Upstairs at the Soho Theatre, which provides a space for fringe productions to be staged in the middle of London, the one-man and two-women troupe from Dublin that calls itself Rough Magic is putting on a show that may, as the blurb puts it, be a “slice of 21st century Ireland”, but is really in the tradition of the English (indeed the Whitehall) farce.
Indeed, it is a bedroom farce. A sex-obsessed couple who cannot find in each other the “infinite variety” that Antony found so compelling in Cleopatra, decide that a threesome would put the sparkle back into their relationship. A scatty artist picked up at a night club is game for a one-night stand, which turns out to be pregnant with unexpected possibilities.
With a recommended ‘15½’ rating, this is not a show to take one’s children to during the school holidays. There is bad language, some simulated sex and – far more shocking – simulated giving of birth. There is also the more traditional stuff of farce, with far-fetched misunderstandings, unlikely coincidences, and much dodging and diving in order to avoid unwanted confrontations. A novel conceit, however, is the male protagonist’s profession.

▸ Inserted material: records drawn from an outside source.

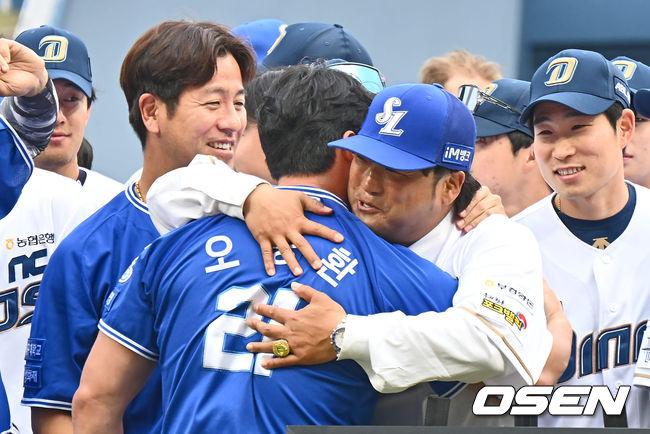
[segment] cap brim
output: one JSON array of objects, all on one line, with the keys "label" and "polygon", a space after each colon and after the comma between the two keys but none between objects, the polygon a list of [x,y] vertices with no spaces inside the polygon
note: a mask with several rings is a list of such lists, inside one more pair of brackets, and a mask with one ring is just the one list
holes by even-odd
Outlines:
[{"label": "cap brim", "polygon": [[632,99],[634,111],[643,117],[650,118],[650,89],[639,89]]},{"label": "cap brim", "polygon": [[348,137],[347,139],[335,140],[330,142],[328,146],[347,149],[368,160],[374,161],[380,166],[393,170],[421,170],[436,166],[435,163],[429,160],[397,149],[381,140],[361,134]]},{"label": "cap brim", "polygon": [[515,128],[507,127],[476,115],[474,115],[474,122],[476,123],[476,137],[498,136],[515,130]]},{"label": "cap brim", "polygon": [[77,86],[79,89],[82,90],[83,93],[86,94],[88,98],[90,98],[93,94],[93,85],[91,82],[80,76],[79,74],[75,74],[74,72],[66,71],[64,69],[48,69],[47,73],[49,74],[50,78],[52,80],[56,80],[58,78],[63,78],[65,80],[68,80],[75,86]]},{"label": "cap brim", "polygon": [[523,124],[528,122],[528,119],[533,113],[533,109],[542,102],[555,102],[572,108],[577,112],[593,116],[604,112],[616,101],[580,92],[550,93],[536,99],[526,107],[521,114],[521,122]]}]

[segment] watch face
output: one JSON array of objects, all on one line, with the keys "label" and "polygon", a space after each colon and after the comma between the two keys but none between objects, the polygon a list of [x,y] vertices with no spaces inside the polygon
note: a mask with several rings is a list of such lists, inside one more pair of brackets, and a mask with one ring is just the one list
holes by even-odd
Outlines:
[{"label": "watch face", "polygon": [[345,335],[345,327],[338,328],[332,333],[332,345],[336,354],[341,352],[341,341]]}]

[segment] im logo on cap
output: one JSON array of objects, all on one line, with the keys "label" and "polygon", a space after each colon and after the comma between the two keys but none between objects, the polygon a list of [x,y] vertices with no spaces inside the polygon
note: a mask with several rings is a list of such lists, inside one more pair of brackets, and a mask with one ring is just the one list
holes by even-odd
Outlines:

He is a statistician, which is the excuse for his making a series of hilarious calculations about the statistical probability of the unlikely events which are happening around him.
Rough Magic, with little in the way of props, are able to conjure up the missing scenes in a way that would have impressed Prospero, and were greeted tonight with a well-deserved tempest of applause at the end of their frenetic (and farcical) performance.